My son was on his honeymoon in Costa Rica a couple of years ago. The newly married couple decided to do an adventure excursion involving zip lines through the jungle, a hike, and a swim under a tropical waterfall. As the group started out on the hike, the guide, a local man, warned them about the trees with thorns. “Don’t touch the trees!” he warned. It wasn’t just the pain; infection is a real danger in the tropical climate.
But the warning came too late. At the exact same time the guide was giving the warning, the first guy in the line of hikers reached out and grabbed a tree trunk to steady himself on the uneven trail. He yelped in pain and drew back a palm-full of dozens of tiny, razor sharp thorns. The rest of the hike, he and his wife worked to extract each thorn. But it was impossible; he had to hike with a hand full of thorns and get help at a medical facility much later.
Do you ever feel like that guy, like you’re walking through life with a painful thorn in your palm? Maybe even a handful?

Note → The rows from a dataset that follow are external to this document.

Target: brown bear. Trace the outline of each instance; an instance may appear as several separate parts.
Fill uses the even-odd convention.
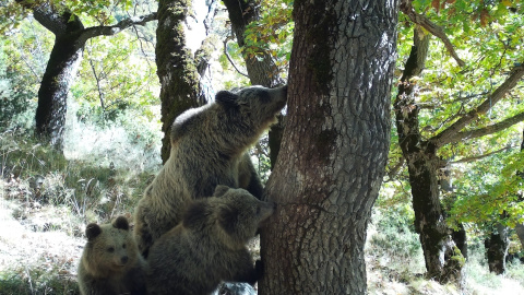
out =
[[[217,186],[214,197],[191,202],[182,222],[150,249],[147,293],[210,294],[222,281],[253,285],[262,274],[246,247],[273,203],[245,189]]]
[[[217,185],[245,188],[260,199],[262,185],[246,154],[284,108],[287,86],[221,91],[215,102],[192,108],[171,126],[171,151],[135,209],[139,249],[176,226],[187,202],[210,197]]]
[[[87,244],[79,264],[81,294],[146,294],[145,261],[124,216],[112,224],[91,223],[85,236]]]

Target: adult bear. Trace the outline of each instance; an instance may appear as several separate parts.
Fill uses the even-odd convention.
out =
[[[246,152],[286,101],[287,86],[221,91],[215,102],[175,119],[169,158],[135,210],[134,233],[144,257],[181,221],[188,201],[211,197],[217,185],[245,188],[260,199],[262,185]]]

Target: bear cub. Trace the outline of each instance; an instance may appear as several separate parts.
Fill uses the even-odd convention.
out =
[[[144,257],[180,223],[189,201],[212,196],[217,185],[243,188],[260,199],[263,187],[247,151],[286,102],[287,86],[221,91],[215,102],[175,119],[169,158],[135,209],[134,231]]]
[[[87,244],[79,264],[81,294],[146,294],[145,261],[124,216],[110,224],[91,223],[85,236]]]
[[[262,264],[253,267],[246,244],[273,210],[273,203],[226,186],[193,201],[182,222],[150,249],[148,294],[210,294],[222,281],[253,285]]]

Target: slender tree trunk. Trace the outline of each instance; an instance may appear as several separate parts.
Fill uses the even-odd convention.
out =
[[[35,133],[61,150],[68,94],[82,61],[85,42],[100,35],[115,35],[131,25],[143,25],[155,20],[156,13],[124,19],[112,26],[84,28],[80,19],[59,2],[15,1],[33,11],[35,20],[55,34],[55,45],[38,90]]]
[[[206,103],[201,95],[200,76],[191,50],[186,47],[183,22],[191,11],[191,0],[159,0],[156,28],[156,66],[160,80],[162,161],[169,158],[170,128],[175,118],[188,108]]]
[[[406,158],[412,187],[415,228],[419,234],[428,276],[440,282],[460,281],[463,257],[445,224],[440,203],[438,172],[443,167],[437,146],[424,141],[419,131],[418,105],[410,79],[424,69],[429,48],[429,35],[416,27],[414,45],[398,85],[394,108],[398,144]]]
[[[486,256],[488,258],[489,271],[496,274],[505,272],[505,256],[510,248],[509,228],[502,224],[497,224],[497,231],[493,231],[485,239]]]
[[[365,294],[390,144],[396,1],[295,1],[288,121],[266,186],[260,294]]]
[[[62,149],[68,93],[82,61],[85,42],[80,31],[57,36],[38,91],[36,134]]]

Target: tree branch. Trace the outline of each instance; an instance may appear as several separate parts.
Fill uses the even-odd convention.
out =
[[[16,3],[24,9],[33,11],[33,16],[44,27],[51,31],[55,35],[61,35],[68,30],[68,22],[71,17],[71,12],[64,10],[59,12],[57,8],[49,2],[35,3],[27,0],[15,0]],[[83,28],[82,23],[75,17],[78,28]]]
[[[401,11],[407,16],[409,16],[409,20],[412,20],[412,22],[426,28],[433,36],[441,39],[444,43],[444,46],[445,46],[445,49],[448,49],[448,52],[450,52],[450,55],[455,59],[456,63],[458,63],[460,67],[464,67],[466,64],[461,58],[458,58],[458,55],[455,52],[455,49],[453,48],[453,44],[451,44],[451,40],[445,35],[442,27],[433,24],[428,17],[415,12],[415,10],[412,7],[412,0],[403,0],[401,3]]]
[[[458,142],[464,139],[476,139],[480,138],[484,135],[489,135],[492,133],[497,133],[499,131],[502,131],[504,129],[510,128],[511,126],[524,121],[524,113],[521,113],[519,115],[515,115],[511,118],[508,118],[503,121],[486,126],[484,128],[475,129],[475,130],[469,130],[469,131],[464,131],[464,132],[457,132],[454,135],[449,138],[450,142]]]
[[[431,141],[437,148],[440,148],[450,142],[454,142],[455,138],[458,140],[465,138],[458,137],[457,133],[466,125],[478,118],[479,115],[486,114],[492,106],[495,106],[495,104],[502,99],[509,91],[515,87],[516,83],[522,79],[523,75],[524,64],[515,67],[510,76],[508,76],[508,79],[497,90],[495,90],[493,93],[491,93],[483,104],[480,104],[477,108],[472,109],[469,113],[452,123],[444,131],[431,138],[429,141]]]
[[[480,160],[480,158],[488,157],[488,156],[490,156],[490,155],[498,154],[498,153],[500,153],[500,152],[504,152],[504,151],[511,150],[511,149],[513,149],[513,148],[515,148],[515,146],[505,146],[505,148],[502,148],[502,149],[497,150],[497,151],[491,152],[491,153],[481,154],[481,155],[478,155],[478,156],[468,156],[468,157],[461,158],[461,160],[458,160],[458,161],[448,162],[448,164],[469,163],[469,162],[474,162],[474,161],[477,161],[477,160]]]
[[[109,26],[93,26],[87,27],[82,33],[82,38],[87,40],[88,38],[97,37],[97,36],[111,36],[122,32],[123,30],[133,26],[133,25],[145,25],[147,22],[157,20],[156,12],[153,12],[147,15],[129,17],[126,20],[120,21],[116,25]]]

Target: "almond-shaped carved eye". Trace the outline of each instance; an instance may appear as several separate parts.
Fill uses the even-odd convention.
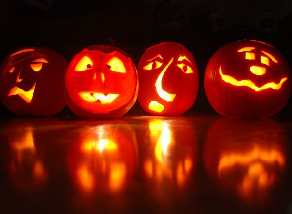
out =
[[[126,73],[126,68],[124,63],[118,58],[112,58],[107,64],[107,65],[110,71],[118,73]]]
[[[155,61],[154,62],[150,62],[149,64],[146,65],[143,67],[143,69],[146,70],[152,70],[153,69],[156,69],[160,68],[162,65],[162,63],[158,61]]]
[[[178,64],[177,66],[180,68],[186,74],[194,72],[193,69],[184,63]]]
[[[84,71],[92,67],[93,63],[87,56],[84,56],[77,64],[75,67],[76,71]]]

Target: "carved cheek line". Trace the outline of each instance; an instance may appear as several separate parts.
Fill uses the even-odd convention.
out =
[[[275,90],[278,90],[282,87],[282,85],[283,83],[286,81],[288,78],[287,77],[285,77],[282,78],[280,82],[278,84],[275,83],[274,82],[270,82],[267,83],[261,87],[258,87],[256,86],[254,83],[249,80],[237,80],[233,77],[230,76],[228,76],[228,75],[223,74],[222,72],[222,70],[221,69],[221,66],[219,68],[219,72],[220,73],[220,75],[222,78],[222,79],[225,82],[227,83],[230,83],[234,86],[247,86],[253,90],[255,90],[256,91],[260,91],[261,90],[263,90],[265,89],[269,89],[271,88],[271,89],[274,89]]]

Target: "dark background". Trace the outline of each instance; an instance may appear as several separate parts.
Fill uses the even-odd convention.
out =
[[[68,62],[91,44],[121,48],[136,65],[161,41],[180,42],[197,62],[199,90],[188,113],[214,112],[204,91],[205,66],[228,42],[272,44],[292,66],[291,0],[10,0],[0,2],[0,60],[25,46],[54,49]],[[290,102],[291,99],[290,99]],[[288,113],[289,103],[280,114]],[[14,115],[0,104],[0,116]],[[71,114],[66,107],[61,115]],[[138,102],[128,114],[146,114]]]

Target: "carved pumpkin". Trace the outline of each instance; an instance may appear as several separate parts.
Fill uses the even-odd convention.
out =
[[[235,191],[248,201],[264,200],[286,165],[288,143],[285,131],[273,120],[219,119],[205,144],[207,171],[224,192]]]
[[[117,118],[133,106],[138,94],[136,67],[123,50],[92,45],[72,60],[66,74],[70,109],[86,118]]]
[[[136,165],[135,132],[119,123],[87,126],[69,148],[67,168],[80,190],[115,192],[133,176]]]
[[[67,63],[58,53],[25,47],[7,56],[0,71],[0,99],[21,116],[50,116],[65,107],[60,93]]]
[[[148,48],[138,66],[138,99],[154,115],[177,115],[192,107],[198,92],[195,59],[182,45],[163,42]]]
[[[289,68],[282,54],[271,45],[254,40],[221,47],[205,73],[209,101],[223,116],[272,116],[286,105],[291,85]]]
[[[149,119],[147,124],[141,125],[139,132],[145,139],[141,160],[146,178],[163,195],[165,190],[163,187],[187,186],[197,161],[193,125],[183,120],[159,118]]]

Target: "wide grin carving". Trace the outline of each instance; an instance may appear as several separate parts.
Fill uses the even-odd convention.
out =
[[[250,80],[237,80],[234,78],[228,75],[224,74],[222,72],[222,69],[221,66],[219,68],[219,72],[220,75],[222,78],[222,79],[227,83],[230,83],[234,86],[247,86],[252,89],[253,90],[256,91],[260,91],[265,90],[267,89],[272,89],[275,90],[279,90],[282,87],[283,83],[285,82],[288,78],[287,77],[283,78],[280,81],[279,83],[275,83],[274,82],[270,82],[265,84],[263,86],[260,87],[256,86],[255,83],[250,81]]]
[[[117,94],[109,93],[105,95],[103,93],[86,91],[80,92],[78,94],[81,99],[85,101],[91,102],[100,102],[102,104],[111,103],[119,96],[119,94]]]

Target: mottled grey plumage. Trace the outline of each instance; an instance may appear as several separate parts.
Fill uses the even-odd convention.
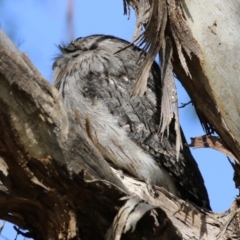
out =
[[[210,209],[202,176],[188,147],[176,159],[174,124],[160,141],[160,70],[153,64],[143,97],[131,97],[145,54],[112,36],[78,38],[53,65],[54,85],[69,114],[114,166]],[[88,127],[90,126],[90,127]],[[185,141],[184,136],[182,136]]]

A few weeks after my son’s wedding, I came down with a fever and body aches. Oh no. Not another virus. I had just recovered form a two-week bout with the flu over the holidays, right after my son’s wedding. I was finally feeling pretty good and had just about caught up on work. Now this.
But it wasn’t the flu. Later in the day, rolling around in bed trying to get comfortable, I looked at my right arm and noticed an ugly red rash. My arm was painful, swollen, and I could barely straighten it out. I wasn’t quite sure what was going on so I visited my doctor and we put the pieces together and figured it out.
A few years ago I had several surgeries related to breast cancer. I’m now cancer free, but the surgeries, chemo, and radiation took a toll on my body, and the lymph nodes in my arm had been damaged by the treatment. They were no longer functioning and lymphatic fluid, which functions as part of the immune system, was backing up in my arm and causing problems. Apparently I do need my lymph nodes. Who knew?
“Sorry I’m such a loser,” I told my husband the next day. And that’s truly how I felt. I’ve always prided myself on being strong, athletic, outdoorsy, and physically tough. I’ve always felt strong. Until then.
“It’s like my arm is disabled, and I have to be careful with it,” I told my daughter. But when I heard myself say those words, I had a moment of clarity and I suddenly realized – I’m in denial. First of all, my arm is part of me. If my arm is disabled, then I am. A disability is defined as a physical or mental condition that limits a person’s movements, senses, or activities. I needed to own it.
Second, almost everyone has some sort of disability, whether visible or not. The older you get, the more likely something goes wrong with your body or mind. I’m not alone.
Third, disability can be a gift, if you embrace it. Intellectually, I knew that. I just was not living in that knowledge.
I had a really hard time with the whole idea of being disabled. I was feeling angry. Whiny. That’s it was unfair and unjust. That I was still strong, and being disabled was not part of my plan.
It’s funny – my recent books have been about people with major, life-changing disabilities. Michael Hingson, a man who escaped from the World Trade Center on September 11 with his guide dog, Roselle, was blind from birth. Ryan Corbin was a young man who suffered massive brain damage from a near-fatal four-story fall. And Austin LeRette, a boy born with brittle bone disease and autism who lived with unexplainable joy.
Each of them has major disabilities, has risen above them, and has extraordinary influence on the people around them. Their weaknesses have become their strengths. But even though I’ve written about these heroes of the faith and know them intimately, I’m a little late to the party. I’m still trying to figure out how to rely on God’s strength in my own weakness. I’m still trying to learn how to hike with a palm full of thorns.
I’m still learning how to use those thorns, and that pain and suffering, to inform my daily life and my work. I’m learning to be honest, and that great insights can come from great pain. I can open up and share them with those around me who might not be as far along on this journey.
I know to expect wounds. You can’t wait for your life, or your relationships or your work, to be perfect. The Bible is full of stories about wounded people and their struggles.
Most people in pain develop a protective shell and might even appear as if they have it all together. Most of us don’t. Our thorns might be invisible, but they are there. When I write, I’m writing for that inner, hurting person. When I read, my own protective shell is pierced and words go straight through to my heart.
After the thorns were removed and he was treated with antibiotics, that guy in Costa Rica turned out to be okay. But he has scars, and in a way they’re a reminder of a painful, but beautiful journey through a rainforest.